Richardson’s role in the formative years of the Otago Provincial Council, succeeded by his election to the House of Representatives and then appointment to the Legislative Council, is followed closely by Trotter, but never pedantically so. She has a deft touch when it comes to balancing her material. Each political setting in which Richardson arrived is usually explained in a very concise manner – detailed enough to convey its essence, but never so overbearing that the subject is submerged under a mass of political analysis. And throughout the book, the reader is left in no doubt that Richardson is the sole focus of the work. Every person or circumstance he encountered is portrayed by Trotter as though from Richardson’s personal perspective, rather than the bird’s-eye-view approach that some biographers favour. Such a technique has its limitations, especially if the reader desires to know more about these other characters that appear along the way, but for an understanding of the personality and motives of the subject, it is particularly effective.
This work is far more, though, than just a string of events in Richardson’s life, laid out in chronological order. At important junctures, Trotter draws the reader’s attention to some of his several personal dilemmas, such as on the issue of land sales in Otago, the growing ambivalence he felt towards the role of Britain in New Zealand’s political and religious life, and his largely illogical fear that foreign powers might have an interest in seizing New Zealand.
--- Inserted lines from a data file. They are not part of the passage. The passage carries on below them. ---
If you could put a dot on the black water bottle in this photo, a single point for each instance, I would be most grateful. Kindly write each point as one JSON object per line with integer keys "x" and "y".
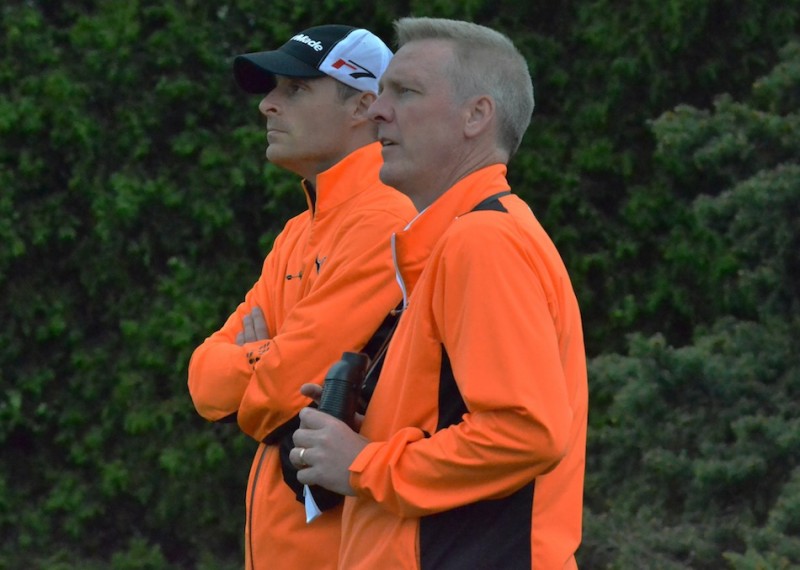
{"x": 342, "y": 386}
{"x": 339, "y": 399}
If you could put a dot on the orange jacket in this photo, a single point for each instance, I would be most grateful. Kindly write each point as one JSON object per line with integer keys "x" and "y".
{"x": 324, "y": 288}
{"x": 478, "y": 422}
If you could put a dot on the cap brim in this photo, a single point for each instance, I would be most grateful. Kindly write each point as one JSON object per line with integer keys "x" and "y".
{"x": 255, "y": 72}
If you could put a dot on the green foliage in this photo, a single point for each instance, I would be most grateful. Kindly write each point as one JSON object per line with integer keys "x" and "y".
{"x": 693, "y": 450}
{"x": 136, "y": 208}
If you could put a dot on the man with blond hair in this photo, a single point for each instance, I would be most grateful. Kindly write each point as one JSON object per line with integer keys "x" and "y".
{"x": 472, "y": 450}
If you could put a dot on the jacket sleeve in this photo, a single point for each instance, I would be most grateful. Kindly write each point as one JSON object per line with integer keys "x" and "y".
{"x": 350, "y": 298}
{"x": 219, "y": 369}
{"x": 496, "y": 312}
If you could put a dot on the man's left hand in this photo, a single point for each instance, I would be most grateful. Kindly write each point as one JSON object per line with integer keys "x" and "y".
{"x": 330, "y": 447}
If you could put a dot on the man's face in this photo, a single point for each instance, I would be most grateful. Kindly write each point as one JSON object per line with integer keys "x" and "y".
{"x": 419, "y": 124}
{"x": 307, "y": 124}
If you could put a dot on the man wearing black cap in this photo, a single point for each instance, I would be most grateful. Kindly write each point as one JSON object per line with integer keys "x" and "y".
{"x": 326, "y": 286}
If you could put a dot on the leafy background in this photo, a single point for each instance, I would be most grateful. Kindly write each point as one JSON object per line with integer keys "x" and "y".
{"x": 136, "y": 208}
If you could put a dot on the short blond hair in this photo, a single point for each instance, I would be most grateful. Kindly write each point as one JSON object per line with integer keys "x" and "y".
{"x": 486, "y": 62}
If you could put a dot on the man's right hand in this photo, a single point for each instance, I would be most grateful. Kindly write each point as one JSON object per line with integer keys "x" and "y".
{"x": 255, "y": 327}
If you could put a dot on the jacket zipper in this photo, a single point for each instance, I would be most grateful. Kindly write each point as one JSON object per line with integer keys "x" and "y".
{"x": 252, "y": 503}
{"x": 398, "y": 276}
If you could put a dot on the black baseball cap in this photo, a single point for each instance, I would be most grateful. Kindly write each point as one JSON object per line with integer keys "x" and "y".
{"x": 354, "y": 56}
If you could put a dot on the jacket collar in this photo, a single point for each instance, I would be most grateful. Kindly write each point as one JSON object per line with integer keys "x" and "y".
{"x": 350, "y": 176}
{"x": 412, "y": 246}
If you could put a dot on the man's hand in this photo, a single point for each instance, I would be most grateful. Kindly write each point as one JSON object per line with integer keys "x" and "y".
{"x": 325, "y": 448}
{"x": 255, "y": 327}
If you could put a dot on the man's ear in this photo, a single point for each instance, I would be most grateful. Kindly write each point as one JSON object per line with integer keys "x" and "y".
{"x": 479, "y": 115}
{"x": 362, "y": 102}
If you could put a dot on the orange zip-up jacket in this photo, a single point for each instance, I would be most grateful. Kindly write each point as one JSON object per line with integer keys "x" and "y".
{"x": 478, "y": 422}
{"x": 324, "y": 289}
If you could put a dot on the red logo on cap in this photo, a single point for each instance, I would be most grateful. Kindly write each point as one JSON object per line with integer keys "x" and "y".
{"x": 353, "y": 65}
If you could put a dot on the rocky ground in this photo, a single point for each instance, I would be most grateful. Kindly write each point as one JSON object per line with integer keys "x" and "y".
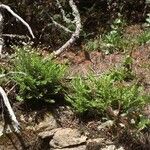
{"x": 58, "y": 128}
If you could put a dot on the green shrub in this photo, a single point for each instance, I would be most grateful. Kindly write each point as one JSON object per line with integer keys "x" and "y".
{"x": 107, "y": 91}
{"x": 144, "y": 37}
{"x": 43, "y": 76}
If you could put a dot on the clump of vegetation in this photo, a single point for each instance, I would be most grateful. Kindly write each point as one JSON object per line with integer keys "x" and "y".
{"x": 42, "y": 77}
{"x": 111, "y": 41}
{"x": 108, "y": 92}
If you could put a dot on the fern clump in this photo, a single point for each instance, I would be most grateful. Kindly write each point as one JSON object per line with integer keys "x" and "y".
{"x": 42, "y": 79}
{"x": 107, "y": 91}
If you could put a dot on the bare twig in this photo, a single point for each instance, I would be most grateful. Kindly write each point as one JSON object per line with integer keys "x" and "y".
{"x": 61, "y": 26}
{"x": 67, "y": 20}
{"x": 1, "y": 30}
{"x": 18, "y": 17}
{"x": 76, "y": 33}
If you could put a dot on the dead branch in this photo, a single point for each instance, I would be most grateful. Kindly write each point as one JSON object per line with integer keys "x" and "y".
{"x": 1, "y": 30}
{"x": 67, "y": 20}
{"x": 17, "y": 17}
{"x": 77, "y": 21}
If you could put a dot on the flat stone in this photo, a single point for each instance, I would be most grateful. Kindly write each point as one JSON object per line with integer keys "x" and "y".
{"x": 67, "y": 137}
{"x": 112, "y": 147}
{"x": 94, "y": 144}
{"x": 46, "y": 134}
{"x": 82, "y": 147}
{"x": 48, "y": 123}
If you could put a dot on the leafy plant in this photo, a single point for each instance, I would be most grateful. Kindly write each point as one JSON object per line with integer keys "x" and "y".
{"x": 107, "y": 91}
{"x": 42, "y": 81}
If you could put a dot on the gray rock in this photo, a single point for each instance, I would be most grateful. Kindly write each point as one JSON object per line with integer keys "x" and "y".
{"x": 49, "y": 134}
{"x": 82, "y": 147}
{"x": 67, "y": 137}
{"x": 112, "y": 147}
{"x": 95, "y": 144}
{"x": 48, "y": 123}
{"x": 105, "y": 125}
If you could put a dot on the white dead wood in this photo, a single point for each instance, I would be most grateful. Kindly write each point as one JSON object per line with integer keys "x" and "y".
{"x": 1, "y": 30}
{"x": 61, "y": 26}
{"x": 17, "y": 17}
{"x": 76, "y": 21}
{"x": 15, "y": 124}
{"x": 67, "y": 20}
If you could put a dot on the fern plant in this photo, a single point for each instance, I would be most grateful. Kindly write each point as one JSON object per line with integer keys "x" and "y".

Trotter notes, for example, how Richardson’s stiffly Anglican upbringing sometimes chafed against the predominance of Presbyterians in Otago, although never to the point where any serious conflict resulted. Similarly, his championing of the right of women to attend the University of Otago (of which he was a founding member and Chancellor) saw him come into conflict with those academics who believed women’s efforts were best invested elsewhere.
There are times when some broader context would have been useful in making some of Richardson’s actions and decisions more explicable. His belief in the unending progress and improvement of the Empire clearly has its roots deep in the works of Thomas Babington Macaulay (both men had personal ties with India), yet Macaulay gets no mention. However, the occasional paucity of this sort of social and cultural background is more than compensated for by Trotter’s elegant prose, and her ability to prune away excess material and deliver to the reader a succinct rendition of Richardson’s life and career. The result is a compact yet highly engaging and coherent account of a hitherto little-known 19th-century New Zealander.
Paul Moon is Professor of History at Auckland University of Technology and is currently writing a book about New Zealand in the 1820s.